GREFFIER : lors des débats et du prononcé : Karine FALGON.
DEBATS :
L’affaire a été appelée à l’audience publique du 09 janvier 2026, lors de laquelle les avocats ont été entendus en leurs conclusions et plaidoiries ,
Le Juge a avisé les parties à l’issue des débats que la décision serait prononcée par mise à disposition au greffe de la juridiction le VINGT MARS DEUX MILLE VINGT SIX.
EXPOSE DU LITIGE ET PRETENTIONS DES PARTIES :
La [Adresse 3] a consenti à Monsieur [Y] [F] :
— suivant contrat sous seing privé du 26 février 2019, l’ouverture d’un compte chèque n°[XXXXXXXXXX01],
— suivant contrat sous seing privé du 6 mars 2019, l’ouverture d’un compte courant professionnel n°[XXXXXXXXXX02],
— un contrat de prêt professionnel le 6 mars 2019, d’un montant de 16.000 euros pour une durée de 84 mois avec un taux d’intérêt annuel fixé de 1,20 %.

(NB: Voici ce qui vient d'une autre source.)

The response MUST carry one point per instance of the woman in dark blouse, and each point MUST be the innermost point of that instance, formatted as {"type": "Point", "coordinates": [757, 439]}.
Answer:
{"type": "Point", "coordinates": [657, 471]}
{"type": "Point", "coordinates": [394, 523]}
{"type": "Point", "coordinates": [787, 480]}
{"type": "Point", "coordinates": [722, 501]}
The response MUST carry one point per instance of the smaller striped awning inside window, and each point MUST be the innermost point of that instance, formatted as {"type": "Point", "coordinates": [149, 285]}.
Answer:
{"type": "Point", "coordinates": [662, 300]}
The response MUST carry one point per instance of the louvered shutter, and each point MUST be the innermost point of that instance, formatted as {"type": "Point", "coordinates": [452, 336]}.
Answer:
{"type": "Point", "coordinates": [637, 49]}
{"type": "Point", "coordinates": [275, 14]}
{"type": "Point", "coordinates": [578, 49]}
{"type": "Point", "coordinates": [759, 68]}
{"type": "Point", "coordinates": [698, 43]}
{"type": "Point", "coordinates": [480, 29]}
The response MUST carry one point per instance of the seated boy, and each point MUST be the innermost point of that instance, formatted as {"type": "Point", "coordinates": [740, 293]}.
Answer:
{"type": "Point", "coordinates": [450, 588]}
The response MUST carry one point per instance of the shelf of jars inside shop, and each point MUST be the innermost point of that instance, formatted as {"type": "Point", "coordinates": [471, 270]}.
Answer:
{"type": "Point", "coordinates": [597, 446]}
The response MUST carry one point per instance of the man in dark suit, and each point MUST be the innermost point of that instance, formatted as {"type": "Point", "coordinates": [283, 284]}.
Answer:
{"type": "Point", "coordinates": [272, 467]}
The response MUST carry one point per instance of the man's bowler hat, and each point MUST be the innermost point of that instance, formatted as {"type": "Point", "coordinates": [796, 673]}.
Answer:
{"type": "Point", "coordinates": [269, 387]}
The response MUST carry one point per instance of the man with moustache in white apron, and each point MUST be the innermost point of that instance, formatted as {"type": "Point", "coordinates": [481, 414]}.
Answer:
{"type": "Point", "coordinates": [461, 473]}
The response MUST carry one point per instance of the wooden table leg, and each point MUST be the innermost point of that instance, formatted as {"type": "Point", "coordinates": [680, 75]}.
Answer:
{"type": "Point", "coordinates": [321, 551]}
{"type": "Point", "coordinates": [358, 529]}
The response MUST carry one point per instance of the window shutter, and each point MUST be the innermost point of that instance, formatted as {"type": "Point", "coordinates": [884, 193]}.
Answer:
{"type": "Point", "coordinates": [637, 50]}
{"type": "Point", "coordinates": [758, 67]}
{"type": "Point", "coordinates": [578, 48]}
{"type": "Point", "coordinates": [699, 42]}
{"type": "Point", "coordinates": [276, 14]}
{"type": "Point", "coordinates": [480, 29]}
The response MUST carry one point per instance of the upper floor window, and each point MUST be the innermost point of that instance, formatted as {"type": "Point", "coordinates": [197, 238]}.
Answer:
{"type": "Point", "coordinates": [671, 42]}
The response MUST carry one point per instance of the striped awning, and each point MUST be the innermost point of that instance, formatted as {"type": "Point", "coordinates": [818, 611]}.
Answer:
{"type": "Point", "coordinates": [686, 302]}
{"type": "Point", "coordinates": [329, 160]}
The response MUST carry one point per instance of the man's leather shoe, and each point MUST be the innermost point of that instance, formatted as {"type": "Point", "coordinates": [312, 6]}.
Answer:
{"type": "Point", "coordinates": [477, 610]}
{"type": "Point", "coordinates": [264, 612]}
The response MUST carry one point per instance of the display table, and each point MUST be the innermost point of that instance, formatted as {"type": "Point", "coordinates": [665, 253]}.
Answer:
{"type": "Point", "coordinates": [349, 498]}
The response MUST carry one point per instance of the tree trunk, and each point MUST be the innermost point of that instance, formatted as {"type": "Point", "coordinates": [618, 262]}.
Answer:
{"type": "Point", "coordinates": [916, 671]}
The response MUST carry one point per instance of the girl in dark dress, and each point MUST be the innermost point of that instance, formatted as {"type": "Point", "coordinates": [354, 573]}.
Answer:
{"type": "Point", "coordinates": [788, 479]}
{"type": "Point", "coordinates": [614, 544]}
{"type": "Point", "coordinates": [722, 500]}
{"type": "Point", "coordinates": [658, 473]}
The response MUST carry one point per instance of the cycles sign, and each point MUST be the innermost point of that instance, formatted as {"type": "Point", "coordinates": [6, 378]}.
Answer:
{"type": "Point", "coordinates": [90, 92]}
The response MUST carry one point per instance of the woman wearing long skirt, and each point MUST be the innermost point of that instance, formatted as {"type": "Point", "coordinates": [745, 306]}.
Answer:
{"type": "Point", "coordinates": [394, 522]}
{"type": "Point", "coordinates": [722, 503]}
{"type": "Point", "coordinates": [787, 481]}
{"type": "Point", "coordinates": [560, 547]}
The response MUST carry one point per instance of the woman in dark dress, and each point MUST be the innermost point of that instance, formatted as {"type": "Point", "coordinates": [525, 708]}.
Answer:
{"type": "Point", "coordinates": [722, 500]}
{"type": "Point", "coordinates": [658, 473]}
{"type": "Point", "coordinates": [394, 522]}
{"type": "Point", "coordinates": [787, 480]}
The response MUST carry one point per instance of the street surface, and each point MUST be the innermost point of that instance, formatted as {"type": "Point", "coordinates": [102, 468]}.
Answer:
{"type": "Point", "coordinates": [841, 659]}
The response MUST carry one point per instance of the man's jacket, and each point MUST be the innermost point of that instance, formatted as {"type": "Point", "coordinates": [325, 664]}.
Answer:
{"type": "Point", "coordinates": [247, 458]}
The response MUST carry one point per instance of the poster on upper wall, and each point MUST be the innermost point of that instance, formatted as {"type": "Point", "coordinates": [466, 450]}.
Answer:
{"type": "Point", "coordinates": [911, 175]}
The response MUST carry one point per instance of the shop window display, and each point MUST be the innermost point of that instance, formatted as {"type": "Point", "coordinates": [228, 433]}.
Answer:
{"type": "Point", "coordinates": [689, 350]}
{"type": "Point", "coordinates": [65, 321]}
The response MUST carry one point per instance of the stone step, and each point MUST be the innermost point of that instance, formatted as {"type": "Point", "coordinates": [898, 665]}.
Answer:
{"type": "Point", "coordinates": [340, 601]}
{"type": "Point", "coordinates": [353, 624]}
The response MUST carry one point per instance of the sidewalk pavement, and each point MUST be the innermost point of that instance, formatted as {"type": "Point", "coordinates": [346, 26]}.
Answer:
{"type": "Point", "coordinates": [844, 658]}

A compter du 10 février 2021, les échéances du prêt sont revenues impayées et les deux comptes précités présentaient des soldes débiteurs les 19 et 26 avril 2022.
Par courrier en recommandé avec accusé de réception en date du 9 janvier 2023 revenu avec la mention « Pli avisé et non réclamé », la Caisse Régionale de Crédit Agricole Mutuel Centre France a mis en demeure Monsieur [Y] [F] de régler les sommes de 361,22 euros et de 240,37 euros pour les soldes des comptes débiteurs et de 4.698,21 euros pour les échéances de prêt non régularisées, soit un montant total de 5.299,80 euros. A défaut de paiement dans un délai de dix jours, elle précisait qu’elle prononcerait la déchéance du terme.

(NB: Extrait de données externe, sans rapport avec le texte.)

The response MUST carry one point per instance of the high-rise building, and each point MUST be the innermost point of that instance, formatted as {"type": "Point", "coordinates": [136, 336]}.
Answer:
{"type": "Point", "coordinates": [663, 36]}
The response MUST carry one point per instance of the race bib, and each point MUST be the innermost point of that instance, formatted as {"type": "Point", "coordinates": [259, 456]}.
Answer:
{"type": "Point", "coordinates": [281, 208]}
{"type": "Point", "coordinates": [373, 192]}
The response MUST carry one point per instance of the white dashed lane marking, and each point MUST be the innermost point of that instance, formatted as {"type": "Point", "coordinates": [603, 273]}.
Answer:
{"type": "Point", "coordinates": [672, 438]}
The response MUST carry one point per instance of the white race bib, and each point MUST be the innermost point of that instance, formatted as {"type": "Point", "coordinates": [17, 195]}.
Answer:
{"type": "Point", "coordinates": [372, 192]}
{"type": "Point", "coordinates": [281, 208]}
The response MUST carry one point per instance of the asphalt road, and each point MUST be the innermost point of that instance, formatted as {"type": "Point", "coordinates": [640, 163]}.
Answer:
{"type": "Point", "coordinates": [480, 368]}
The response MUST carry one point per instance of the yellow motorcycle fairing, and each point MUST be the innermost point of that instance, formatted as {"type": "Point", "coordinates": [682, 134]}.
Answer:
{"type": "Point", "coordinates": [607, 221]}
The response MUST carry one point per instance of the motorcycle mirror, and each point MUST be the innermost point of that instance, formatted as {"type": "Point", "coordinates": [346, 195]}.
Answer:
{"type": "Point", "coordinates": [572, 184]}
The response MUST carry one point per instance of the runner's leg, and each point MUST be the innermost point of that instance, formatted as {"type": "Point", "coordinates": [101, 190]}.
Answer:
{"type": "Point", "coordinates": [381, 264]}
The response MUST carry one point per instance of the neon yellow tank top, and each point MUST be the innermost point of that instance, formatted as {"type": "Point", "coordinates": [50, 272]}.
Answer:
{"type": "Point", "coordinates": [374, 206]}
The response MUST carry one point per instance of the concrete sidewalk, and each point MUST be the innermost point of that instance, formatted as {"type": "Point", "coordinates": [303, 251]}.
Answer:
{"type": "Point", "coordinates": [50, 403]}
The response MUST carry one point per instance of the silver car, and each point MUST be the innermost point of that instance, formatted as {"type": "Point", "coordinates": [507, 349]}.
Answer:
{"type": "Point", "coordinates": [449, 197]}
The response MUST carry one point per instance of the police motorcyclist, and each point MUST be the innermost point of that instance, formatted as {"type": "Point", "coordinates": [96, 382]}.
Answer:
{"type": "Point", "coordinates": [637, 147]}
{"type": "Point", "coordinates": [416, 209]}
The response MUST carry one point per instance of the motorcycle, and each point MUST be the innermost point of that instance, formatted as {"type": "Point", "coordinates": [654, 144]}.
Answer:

Par courrier en recommandé avec accusé de réception en date du 7 février 2024 revenu avec la mention « Pli avisé et non réclamé », la [Adresse 3] prononçait la déchéance du terme et mettait en demeure sous quinzaine Monsieur [Y] [F] de lui rembourser selon décompte provisoirement arrêté le 7 février 2024 la somme de 13.624,93 euros et à défaut l’informait du recouvrement judiciaire de sa créance.

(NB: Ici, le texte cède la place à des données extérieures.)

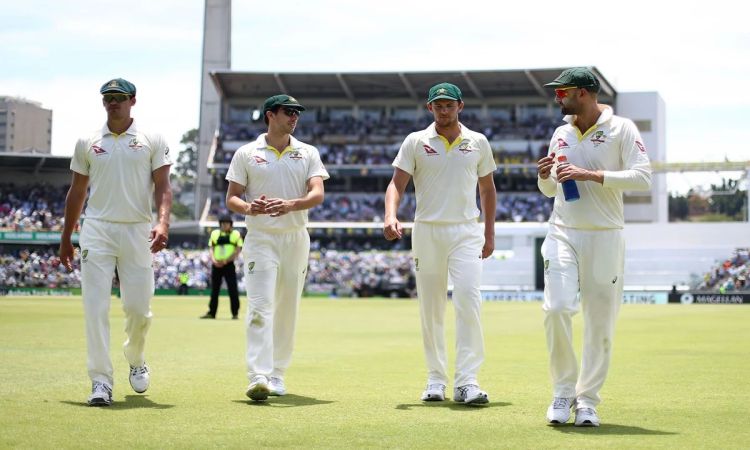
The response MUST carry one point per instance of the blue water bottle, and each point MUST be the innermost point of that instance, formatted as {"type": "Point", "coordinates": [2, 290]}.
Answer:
{"type": "Point", "coordinates": [570, 188]}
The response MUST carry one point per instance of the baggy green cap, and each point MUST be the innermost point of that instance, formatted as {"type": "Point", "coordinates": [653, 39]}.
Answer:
{"type": "Point", "coordinates": [576, 77]}
{"type": "Point", "coordinates": [282, 100]}
{"type": "Point", "coordinates": [444, 90]}
{"type": "Point", "coordinates": [118, 85]}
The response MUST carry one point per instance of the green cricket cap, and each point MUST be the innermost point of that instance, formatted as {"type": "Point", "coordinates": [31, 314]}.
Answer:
{"type": "Point", "coordinates": [444, 90]}
{"type": "Point", "coordinates": [576, 77]}
{"type": "Point", "coordinates": [118, 85]}
{"type": "Point", "coordinates": [282, 100]}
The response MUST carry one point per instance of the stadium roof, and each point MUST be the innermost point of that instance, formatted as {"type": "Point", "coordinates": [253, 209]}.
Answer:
{"type": "Point", "coordinates": [357, 86]}
{"type": "Point", "coordinates": [34, 161]}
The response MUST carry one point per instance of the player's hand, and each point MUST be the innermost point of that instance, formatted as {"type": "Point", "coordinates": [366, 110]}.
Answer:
{"type": "Point", "coordinates": [567, 171]}
{"type": "Point", "coordinates": [67, 252]}
{"type": "Point", "coordinates": [159, 237]}
{"type": "Point", "coordinates": [544, 166]}
{"type": "Point", "coordinates": [277, 207]}
{"type": "Point", "coordinates": [392, 229]}
{"type": "Point", "coordinates": [258, 206]}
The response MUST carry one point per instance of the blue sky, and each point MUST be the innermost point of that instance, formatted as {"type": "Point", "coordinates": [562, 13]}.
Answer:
{"type": "Point", "coordinates": [697, 58]}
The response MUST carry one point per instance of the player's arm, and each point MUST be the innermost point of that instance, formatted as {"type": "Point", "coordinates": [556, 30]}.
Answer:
{"type": "Point", "coordinates": [163, 201]}
{"type": "Point", "coordinates": [315, 194]}
{"type": "Point", "coordinates": [392, 228]}
{"type": "Point", "coordinates": [73, 207]}
{"type": "Point", "coordinates": [235, 203]}
{"type": "Point", "coordinates": [488, 201]}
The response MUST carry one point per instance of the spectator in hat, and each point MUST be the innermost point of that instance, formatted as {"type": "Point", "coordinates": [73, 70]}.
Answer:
{"type": "Point", "coordinates": [225, 245]}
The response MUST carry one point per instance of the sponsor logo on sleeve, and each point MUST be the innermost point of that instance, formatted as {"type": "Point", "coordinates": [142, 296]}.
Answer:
{"type": "Point", "coordinates": [598, 138]}
{"type": "Point", "coordinates": [135, 144]}
{"type": "Point", "coordinates": [465, 147]}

C’est ainsi que par acte de Commissaire de justice en date 18 avril 2024, la Caisse Régionale de Crédit Agricole Mutuel Centre France a assigné Monsieur [Y] [F] devant le tribunal judiciaire de MONTLUÇON aux fins de recouvrement desdites sommes.
Au terme de ses conclusions notifiées par RPVA le 3 décembre 2024, la [Adresse 3] demande au tribunal de :
— condamner Monsieur [Y] [F] à lui payer les sommes de :
*14.941,77 euros au titre des sommes dues à la date du 25 mars 2024 pour le prêt du 6 mars 2019, outre intérêts au taux contractuel de retard de 4,20 % du 25 mars 2024 jusqu’à total complet règlement,
*1.500,00 euros sur le fondement de l’article 700 du code de procédure civile,
— débouter Monsieur [Y] [F] de l’intégralité de ses moyens de défense et demandes reconventionnelles,
— dire n’y avoir lieu à déroger à l’exécution provisoire de droit de la décision à intervenir,
— condamner Monsieur [Y] [F] aux entiers dépens.
En défense, au terme de ses conclusions n°2, notifiées par RPVA le 12 mars 2025, Monsieur [Y] [F] demande au tribunal de :
— rejeter la demande en paiement de la Caisse Régionale de Crédit Agricole Mutuel Centre France concernant le compte de dépôt à vue n°[XXXXXXXXXX01] et le compte courant n°[XXXXXXXXXX02],
— ramener le montant de l’indemnité forfaitaire réclamée par la [Adresse 3] à la somme de 1 euro,
— lui accorder des délais de paiement pour le surplus,
— dire et juger qu’il pourra rembourser sa dette en 23 mensualités de 150 euros outre une 24ème correspondant au solde des sommes dues,
— rejeter la demande sur le fondement de l’article 700 du code de procédure civile,
— statuer ce que de droit sur les dépens.
Pour l’exposé des moyens des parties, il sera expressément renvoyé à leurs conclusions, en application des dispositions de l’article 455 du code de procédure civile.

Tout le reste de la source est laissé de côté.